I needed a plan for photographing the Summit County barn; the logo is on the back, facing the expressway. The highway is destined to be an interstate in a few years, but for now is merely a sixty-five mile per hour freeway with standard state route berms. Hmmm.
I pulled off, but had little confidence in my agility exiting the driver's door and getting around the car. So, I went over the console. Got back in the same way. This strategy will never be used again. The pictures were worth it, however. Look what I found.
Over to the left, another low building with another folk art carving. The woman dwarfs the building, making it appear a doll house, and her a doll.

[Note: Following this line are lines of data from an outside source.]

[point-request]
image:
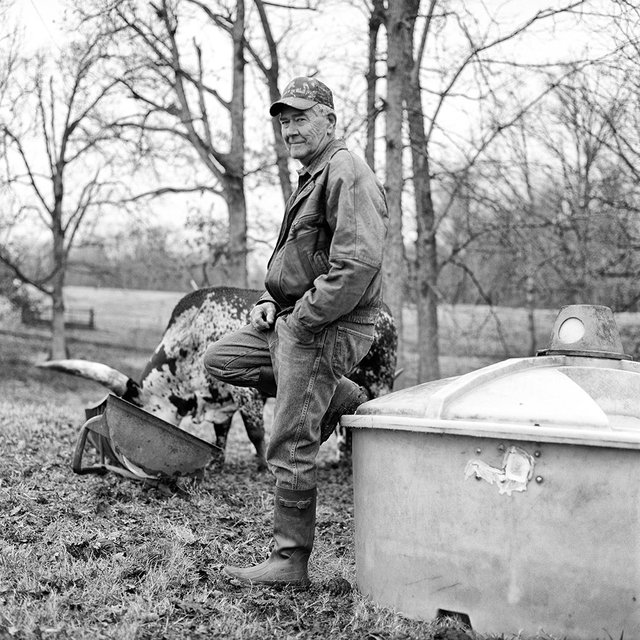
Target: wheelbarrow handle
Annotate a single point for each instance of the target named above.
(76, 464)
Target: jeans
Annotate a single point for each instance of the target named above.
(306, 374)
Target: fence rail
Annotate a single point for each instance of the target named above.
(74, 317)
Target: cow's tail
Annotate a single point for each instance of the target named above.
(116, 381)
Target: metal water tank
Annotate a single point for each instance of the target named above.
(509, 496)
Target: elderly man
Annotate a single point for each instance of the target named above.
(314, 322)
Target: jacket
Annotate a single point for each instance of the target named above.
(327, 261)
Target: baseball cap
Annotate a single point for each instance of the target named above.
(303, 93)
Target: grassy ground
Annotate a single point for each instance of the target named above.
(106, 557)
(89, 557)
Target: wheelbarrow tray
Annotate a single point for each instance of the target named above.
(135, 436)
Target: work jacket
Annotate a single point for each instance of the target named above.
(328, 257)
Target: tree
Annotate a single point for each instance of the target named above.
(58, 162)
(439, 59)
(172, 67)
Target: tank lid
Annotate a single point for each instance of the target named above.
(586, 330)
(583, 390)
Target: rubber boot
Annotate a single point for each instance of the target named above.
(347, 397)
(294, 523)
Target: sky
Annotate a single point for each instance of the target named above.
(41, 20)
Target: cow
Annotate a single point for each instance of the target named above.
(175, 386)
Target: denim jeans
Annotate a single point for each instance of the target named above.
(306, 374)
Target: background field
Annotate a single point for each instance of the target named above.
(88, 557)
(471, 336)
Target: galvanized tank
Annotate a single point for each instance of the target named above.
(510, 495)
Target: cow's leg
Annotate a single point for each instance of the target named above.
(251, 406)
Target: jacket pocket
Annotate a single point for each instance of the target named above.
(318, 262)
(353, 342)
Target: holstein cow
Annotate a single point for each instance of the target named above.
(175, 386)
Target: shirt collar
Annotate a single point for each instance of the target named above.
(321, 160)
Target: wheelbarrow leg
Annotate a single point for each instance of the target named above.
(76, 465)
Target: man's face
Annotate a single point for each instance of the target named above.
(305, 133)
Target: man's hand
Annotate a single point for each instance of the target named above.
(262, 316)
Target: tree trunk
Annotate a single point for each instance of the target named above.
(237, 256)
(375, 22)
(426, 251)
(234, 178)
(394, 260)
(58, 335)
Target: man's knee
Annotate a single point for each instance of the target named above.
(214, 362)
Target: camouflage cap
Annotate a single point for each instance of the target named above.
(303, 93)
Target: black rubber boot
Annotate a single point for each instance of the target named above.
(294, 523)
(347, 397)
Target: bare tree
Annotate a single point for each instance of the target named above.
(55, 167)
(444, 55)
(180, 84)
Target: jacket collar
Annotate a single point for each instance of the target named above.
(320, 161)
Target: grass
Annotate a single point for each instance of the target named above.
(88, 557)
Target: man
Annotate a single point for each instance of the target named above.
(315, 321)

So, over the console and back up top to see the barn from the road. That is the freeway I used for the pictures above.
The barn from the other side. It's an old bank barn. Judging from the first pictures, the foundation is in good repair; the failing blocks apparently replace by masonry blocks.

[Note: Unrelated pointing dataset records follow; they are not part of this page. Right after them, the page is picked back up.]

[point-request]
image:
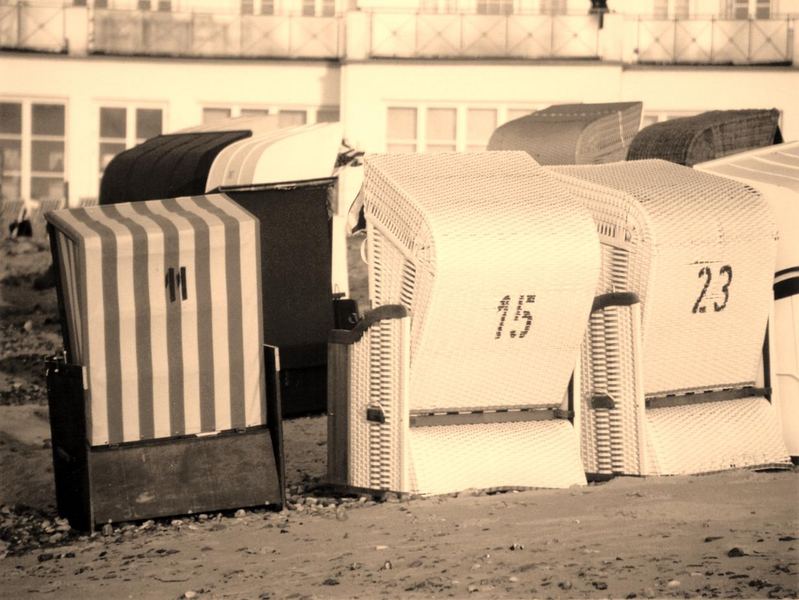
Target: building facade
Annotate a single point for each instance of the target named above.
(81, 82)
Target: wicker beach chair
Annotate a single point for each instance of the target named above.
(160, 403)
(569, 134)
(774, 172)
(669, 383)
(483, 272)
(713, 134)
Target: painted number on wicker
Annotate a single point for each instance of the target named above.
(706, 274)
(520, 315)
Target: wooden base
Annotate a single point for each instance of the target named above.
(158, 478)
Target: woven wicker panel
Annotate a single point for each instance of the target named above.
(469, 242)
(687, 229)
(712, 134)
(572, 133)
(715, 436)
(526, 454)
(378, 376)
(774, 172)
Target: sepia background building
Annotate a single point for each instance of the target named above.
(82, 81)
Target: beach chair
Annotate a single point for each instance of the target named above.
(669, 377)
(774, 172)
(706, 136)
(264, 169)
(569, 134)
(163, 401)
(482, 271)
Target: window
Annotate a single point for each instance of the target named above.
(32, 150)
(743, 9)
(494, 7)
(291, 118)
(480, 124)
(459, 128)
(10, 150)
(441, 126)
(401, 130)
(318, 8)
(286, 117)
(122, 127)
(215, 115)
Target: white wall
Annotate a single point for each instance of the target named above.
(368, 88)
(180, 87)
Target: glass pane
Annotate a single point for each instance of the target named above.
(516, 113)
(254, 112)
(109, 151)
(400, 148)
(440, 123)
(402, 123)
(47, 157)
(11, 152)
(48, 119)
(10, 117)
(480, 124)
(112, 122)
(215, 115)
(291, 118)
(327, 115)
(441, 147)
(9, 187)
(44, 188)
(148, 123)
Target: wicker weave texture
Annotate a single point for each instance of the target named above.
(713, 134)
(715, 436)
(572, 133)
(702, 253)
(525, 454)
(774, 172)
(472, 244)
(378, 376)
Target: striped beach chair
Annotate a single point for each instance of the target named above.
(706, 136)
(159, 404)
(774, 172)
(482, 270)
(569, 134)
(669, 373)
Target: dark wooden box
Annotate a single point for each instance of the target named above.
(165, 477)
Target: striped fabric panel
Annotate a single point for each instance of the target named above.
(160, 367)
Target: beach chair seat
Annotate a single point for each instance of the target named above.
(669, 375)
(706, 136)
(160, 403)
(569, 134)
(774, 172)
(482, 272)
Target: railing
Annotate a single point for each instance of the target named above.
(714, 41)
(419, 35)
(29, 26)
(194, 34)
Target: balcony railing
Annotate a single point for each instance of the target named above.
(714, 41)
(193, 34)
(29, 26)
(419, 35)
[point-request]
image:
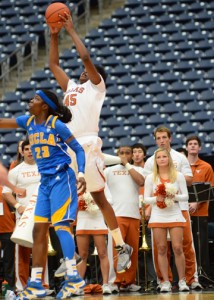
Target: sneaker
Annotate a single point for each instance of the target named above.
(78, 259)
(10, 295)
(114, 288)
(106, 289)
(77, 281)
(182, 285)
(33, 290)
(124, 257)
(49, 292)
(196, 286)
(71, 286)
(62, 268)
(134, 288)
(152, 285)
(130, 288)
(165, 287)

This more modern barn is also on the property. The smaller outbuilding announces a machine company. I believe there is no activity; I haven't seen cars here in forever.

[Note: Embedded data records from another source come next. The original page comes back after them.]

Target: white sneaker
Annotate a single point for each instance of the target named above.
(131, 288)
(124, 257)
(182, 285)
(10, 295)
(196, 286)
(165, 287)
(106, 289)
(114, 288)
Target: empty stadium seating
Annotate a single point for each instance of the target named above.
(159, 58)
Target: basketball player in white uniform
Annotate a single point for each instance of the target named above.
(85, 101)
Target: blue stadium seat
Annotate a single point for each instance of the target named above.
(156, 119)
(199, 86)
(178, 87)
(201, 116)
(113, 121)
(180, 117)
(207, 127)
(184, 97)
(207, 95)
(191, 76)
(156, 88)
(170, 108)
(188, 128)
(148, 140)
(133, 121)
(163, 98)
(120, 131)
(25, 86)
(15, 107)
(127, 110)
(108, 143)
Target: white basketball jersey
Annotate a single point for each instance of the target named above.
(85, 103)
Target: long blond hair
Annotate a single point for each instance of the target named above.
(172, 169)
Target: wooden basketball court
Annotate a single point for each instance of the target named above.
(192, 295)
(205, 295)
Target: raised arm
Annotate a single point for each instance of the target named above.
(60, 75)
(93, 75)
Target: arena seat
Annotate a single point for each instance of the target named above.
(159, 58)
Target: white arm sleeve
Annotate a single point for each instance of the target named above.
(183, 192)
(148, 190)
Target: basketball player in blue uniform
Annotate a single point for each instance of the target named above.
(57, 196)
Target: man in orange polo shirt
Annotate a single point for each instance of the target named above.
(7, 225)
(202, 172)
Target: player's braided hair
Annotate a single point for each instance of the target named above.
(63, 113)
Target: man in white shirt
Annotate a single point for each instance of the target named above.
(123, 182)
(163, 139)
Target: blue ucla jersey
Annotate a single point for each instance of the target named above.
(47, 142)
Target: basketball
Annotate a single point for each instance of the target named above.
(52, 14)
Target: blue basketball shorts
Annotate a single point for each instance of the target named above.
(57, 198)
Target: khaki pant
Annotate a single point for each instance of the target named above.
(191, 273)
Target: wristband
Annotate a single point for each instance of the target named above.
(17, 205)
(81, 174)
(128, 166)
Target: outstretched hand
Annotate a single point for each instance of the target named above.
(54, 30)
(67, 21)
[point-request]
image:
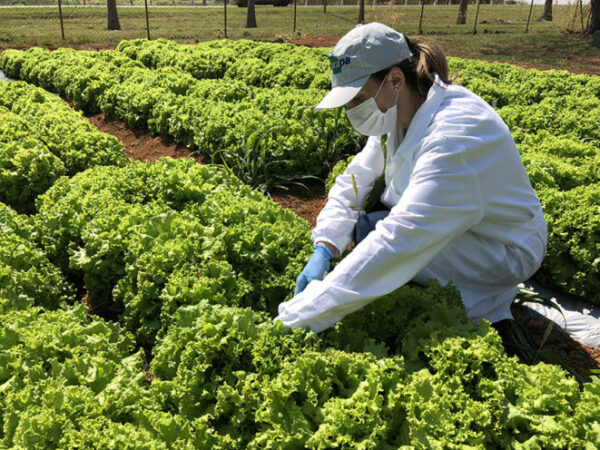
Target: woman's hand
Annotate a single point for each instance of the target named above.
(316, 268)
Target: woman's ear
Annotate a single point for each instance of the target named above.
(396, 76)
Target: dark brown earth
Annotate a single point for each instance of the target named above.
(307, 203)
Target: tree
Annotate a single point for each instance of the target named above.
(595, 22)
(251, 16)
(461, 19)
(113, 16)
(547, 14)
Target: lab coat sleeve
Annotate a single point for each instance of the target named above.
(442, 200)
(336, 220)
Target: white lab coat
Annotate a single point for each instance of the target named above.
(462, 210)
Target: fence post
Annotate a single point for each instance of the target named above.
(62, 28)
(476, 16)
(421, 18)
(147, 19)
(529, 17)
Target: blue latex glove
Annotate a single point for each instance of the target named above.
(315, 269)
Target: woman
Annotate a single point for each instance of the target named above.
(442, 191)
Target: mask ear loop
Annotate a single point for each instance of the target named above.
(395, 90)
(380, 86)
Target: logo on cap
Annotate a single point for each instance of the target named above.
(337, 64)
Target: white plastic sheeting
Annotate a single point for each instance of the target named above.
(578, 318)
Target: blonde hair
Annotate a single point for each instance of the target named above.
(418, 70)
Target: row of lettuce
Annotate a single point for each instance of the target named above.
(250, 106)
(266, 136)
(184, 267)
(189, 265)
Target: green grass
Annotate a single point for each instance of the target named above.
(548, 44)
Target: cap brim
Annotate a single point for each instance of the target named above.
(341, 95)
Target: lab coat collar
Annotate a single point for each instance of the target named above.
(420, 122)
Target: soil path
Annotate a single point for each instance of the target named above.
(307, 203)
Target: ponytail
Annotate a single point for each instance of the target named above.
(419, 70)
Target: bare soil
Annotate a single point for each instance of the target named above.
(307, 203)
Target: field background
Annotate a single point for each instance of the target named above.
(500, 30)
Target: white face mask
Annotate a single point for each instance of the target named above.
(368, 119)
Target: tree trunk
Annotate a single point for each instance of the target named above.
(595, 22)
(251, 16)
(461, 19)
(361, 11)
(113, 16)
(547, 14)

I remembered seeing the bicentennial logo on another barn nearby, and went around to take a picture. There were two horses looking at me over the fence, but moved along as I stopped to adjust a minor annoyance with the camera.
I looked the internet over, and cannot see this round logo was ever official. Probably a fun addition when the barn was painted last.
I did notice greenish grass where the paddock manure is seeping under the fence. I believe we have only one more storm before spring.